Schwäbische Zeitung (Tettnang)

Wagner-Fans kommen auf ihre Kosten

Krimi-Autor liest vor dem offizielle­n Verkaufsbe­ginn aus „Sakari lernt durch Wände zu gehen“

- Von Hermann Marte

KRESSBRONN - Am Samstagabe­nd ist im Haus der Musik in Gattnau zur Vorpremier­e des neuesten Werkes von Jan Costin Wagner geladen worden. Der Autor selbst hat aus „Sakari lernt durch Wände zu gehen“gelesen. Damit konnten die Zuhörer schon vor dem offizielle­n Verkaufsbe­ginn Kommissar Kimmo Joentas sechsten Auftritt miterleben.

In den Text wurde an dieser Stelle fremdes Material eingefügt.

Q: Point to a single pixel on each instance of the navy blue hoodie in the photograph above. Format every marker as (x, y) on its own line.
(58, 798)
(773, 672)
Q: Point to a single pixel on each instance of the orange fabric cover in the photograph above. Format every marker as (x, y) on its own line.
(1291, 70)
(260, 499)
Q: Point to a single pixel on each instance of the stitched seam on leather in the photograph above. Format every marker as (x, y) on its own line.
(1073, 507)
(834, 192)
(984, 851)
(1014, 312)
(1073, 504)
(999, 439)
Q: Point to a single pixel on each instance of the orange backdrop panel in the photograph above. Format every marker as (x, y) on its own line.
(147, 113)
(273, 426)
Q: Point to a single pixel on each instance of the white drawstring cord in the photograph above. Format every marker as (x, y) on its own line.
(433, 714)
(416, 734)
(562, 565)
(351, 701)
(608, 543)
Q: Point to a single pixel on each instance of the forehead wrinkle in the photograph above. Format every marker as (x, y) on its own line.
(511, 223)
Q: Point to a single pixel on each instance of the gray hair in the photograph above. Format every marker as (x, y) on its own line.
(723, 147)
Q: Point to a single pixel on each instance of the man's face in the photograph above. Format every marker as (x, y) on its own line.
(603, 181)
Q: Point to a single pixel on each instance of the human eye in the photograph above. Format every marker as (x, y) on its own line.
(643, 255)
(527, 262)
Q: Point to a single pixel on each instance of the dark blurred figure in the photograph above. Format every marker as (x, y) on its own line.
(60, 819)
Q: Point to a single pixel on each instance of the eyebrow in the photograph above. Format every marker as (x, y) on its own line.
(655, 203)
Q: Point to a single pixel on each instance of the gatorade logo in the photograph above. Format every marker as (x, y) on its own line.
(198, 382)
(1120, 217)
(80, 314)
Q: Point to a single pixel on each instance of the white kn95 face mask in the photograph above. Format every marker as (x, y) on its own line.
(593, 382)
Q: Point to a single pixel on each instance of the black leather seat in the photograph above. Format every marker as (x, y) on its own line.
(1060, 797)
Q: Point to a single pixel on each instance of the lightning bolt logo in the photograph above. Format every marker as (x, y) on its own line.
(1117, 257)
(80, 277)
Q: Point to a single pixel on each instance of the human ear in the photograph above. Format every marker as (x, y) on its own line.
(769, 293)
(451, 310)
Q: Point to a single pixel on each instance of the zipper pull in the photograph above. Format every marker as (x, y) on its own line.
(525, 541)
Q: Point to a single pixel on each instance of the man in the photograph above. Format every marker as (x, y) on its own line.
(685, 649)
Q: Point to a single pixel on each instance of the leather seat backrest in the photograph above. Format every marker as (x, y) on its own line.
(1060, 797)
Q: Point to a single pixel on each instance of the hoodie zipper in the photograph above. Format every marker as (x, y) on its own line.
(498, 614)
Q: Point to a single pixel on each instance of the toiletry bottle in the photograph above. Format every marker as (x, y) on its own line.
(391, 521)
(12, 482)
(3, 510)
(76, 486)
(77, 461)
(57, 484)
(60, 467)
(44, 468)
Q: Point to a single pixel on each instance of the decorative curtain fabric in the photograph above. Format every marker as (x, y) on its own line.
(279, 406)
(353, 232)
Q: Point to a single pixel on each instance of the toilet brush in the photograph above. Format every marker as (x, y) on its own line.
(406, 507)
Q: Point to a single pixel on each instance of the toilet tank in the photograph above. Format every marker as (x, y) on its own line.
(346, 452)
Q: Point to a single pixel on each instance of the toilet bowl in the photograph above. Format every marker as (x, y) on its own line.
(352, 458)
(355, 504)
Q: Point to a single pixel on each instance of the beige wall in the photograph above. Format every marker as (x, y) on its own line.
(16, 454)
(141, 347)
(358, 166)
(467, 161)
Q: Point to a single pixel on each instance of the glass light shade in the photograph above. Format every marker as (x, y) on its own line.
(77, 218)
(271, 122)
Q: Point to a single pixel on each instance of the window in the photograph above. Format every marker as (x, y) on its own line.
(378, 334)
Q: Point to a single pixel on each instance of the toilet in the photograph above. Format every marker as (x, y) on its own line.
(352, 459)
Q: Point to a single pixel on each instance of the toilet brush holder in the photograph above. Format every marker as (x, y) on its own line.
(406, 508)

Mit „Eismond“begann im Jahr 2003 die Reihe um den finnischen Ermittler aus Tukur. Obwohl er ursprüngli­ch nicht als Serienfigu­r angelegt war, erschien dann 2007 mit „Das Schweigen“die erste Fortsetzun­g, der noch vier weitere folgten. Wagners Einstieg in das Genre war das allerdings nicht, schon für seinen ersten Krimi „Nachtfahrt“hatte er 2002 den Krimipreis „Marlowe“erhalten.

Die Lesung war Teil der „Kressbronn­er Krimi-Nächte“, die in diesem Jahr ihre vierte Auflage erfahren. Mit Autorenles­ungen, Filmvorfüh­rungen und Krimi-Theatern sorgten die Organisato­ren auch dieses Jahr wieder für ein abwechslun­gsreiches Programm. Ulrike Martin vom Kulturbüro Kressbronn hatte Jan Costin Wagner in Zusammenar­beit mit der Buchhandlu­ng Lesb@r für einen Auftritt im Bodensee-Städtchen ausgewählt.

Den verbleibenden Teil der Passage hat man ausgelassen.